Supporting Fundamentals: Profit and Condition

For growth to last and the price to be reliable, a company must make a profit and be financially stable. HALO’s scores here give important backing for the idea.

Profit is a definite positive, with a score of 8. The company has very good margins and returns on capital:

  • An operating margin of 59.33% and a profit margin of 47.91% put it in the best group of its industry.
  • Return on Equity is a very high 118.17%, and Return on Invested Capital is 42.77%, both numbers doing better than most biotech peers.
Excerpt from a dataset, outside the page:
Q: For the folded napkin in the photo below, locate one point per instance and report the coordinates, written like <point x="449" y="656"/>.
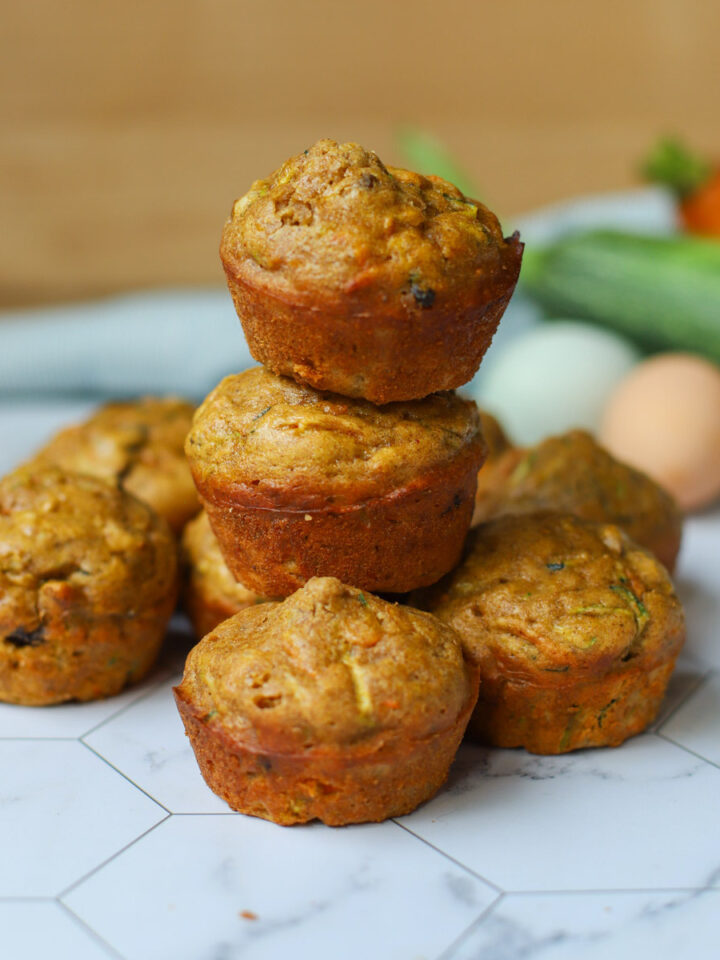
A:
<point x="168" y="341"/>
<point x="185" y="341"/>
Financial Condition gets a score of 6, showing a mostly firm position with some points to watch. On the positive side, the company produces notable free cash flow, with a low debt-to-FCF ratio of 2.51, meaning it can easily handle its debts. The Altman-Z score also shows no short-term bankruptcy danger. One point to see is a Debt-to-Equity ratio of 1.59, which is somewhat high and indicates a considerable use of debt financing, a detail for investors to weigh within the whole condition view.

Conclusion

Halozyme Therapeutics makes a strong case as an "affordable growth" option. It joins a notably low price, a key feature of value investing, with a shown and projected faster-than-average growth picture. This pair of traits is the core of the GARP method. Good profit measures suggest the growth is of high quality and produced effectively, while an acceptable condition score provides a base of financial steadiness. The coming together of these points, low price multiples, good past growth, firm future projections, and high profit, makes HALO a stock that deserves more review for investors looking for growth without paying an excessive cost for it.

This review was built on a particular filter for affordable growth stocks. You can locate more investment options that match this description by using the Affordable Growth stock screener.


Disclaimer: This article is for information only and is not financial advice, a suggestion, or an offer or request to buy or sell any securities. The information shown is based on supplied data and should not be the only reason for any investment choice. Investing has risk, including the possible loss of the original amount invested. Always do your own research and talk with a registered financial advisor before making any investment choices.